De 17e November 1947
werd ik onder de wapenen geroepen en ingedeeld bij 't Regiment Huzaren
van Boreel en wel bij het 6e Eskadron Vechtwagens. Dit onderdeel vertrok
reeds op 31 Maart 1948 naar Nederl. Indië. Ik vertrok eerst twee
maanden later vanwege ziekte van mijn vader.

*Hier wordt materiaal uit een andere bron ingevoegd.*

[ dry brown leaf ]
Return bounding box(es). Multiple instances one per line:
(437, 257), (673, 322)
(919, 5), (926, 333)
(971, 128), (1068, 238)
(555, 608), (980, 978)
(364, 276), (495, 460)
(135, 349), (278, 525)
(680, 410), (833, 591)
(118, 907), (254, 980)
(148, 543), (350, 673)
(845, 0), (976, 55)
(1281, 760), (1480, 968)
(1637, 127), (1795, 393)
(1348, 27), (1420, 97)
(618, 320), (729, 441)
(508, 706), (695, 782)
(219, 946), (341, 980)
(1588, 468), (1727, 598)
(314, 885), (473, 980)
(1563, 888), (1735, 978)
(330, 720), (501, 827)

Na aankomst in Indië verbleef ik aanvankelijk 14 dagen in Batavia,
waarna ik werd geplaatst bij het H.K.A.G. te Bandoeng. Ongeveer een
maand later werd mijn verzoek om herplaatsing bij mijn oude onderdeel
ingewilligd en zodoende verscheen ik op 4 September 1948 te Poerwokerto
bij het 7e Eskadron.
Ter gelegenheid van de Tweede Politionele Actie rukten wij via Ambarewa
op naar Solo, alwaar wij ongeveer een jaar gelegerd waren. Op 12 November
1949, na overdracht van Solo, verlieten wij deze plaats om te Koedoes,
50 km van Semarang, te worden ondergebracht. Na daar ongeveer een
maand gelegen te hebben, vertrokken wij op 14 December 1949 naar Oengaran,
op ca. 15 km van Semarang. Deze verplaatsingen hielden verband met
het geleidelijk terugtrekken van de Nederlandse troepen binnen de
zogeheten verzamelrayons.
In Oengaran zijn wij gebleven tot 15 April 1950, waarna wij terug
gingen naar Batavia en werden alle voorbereidingen getroffen in verband
met de repatriëring, die op 9 Mei 1950 plaats vond.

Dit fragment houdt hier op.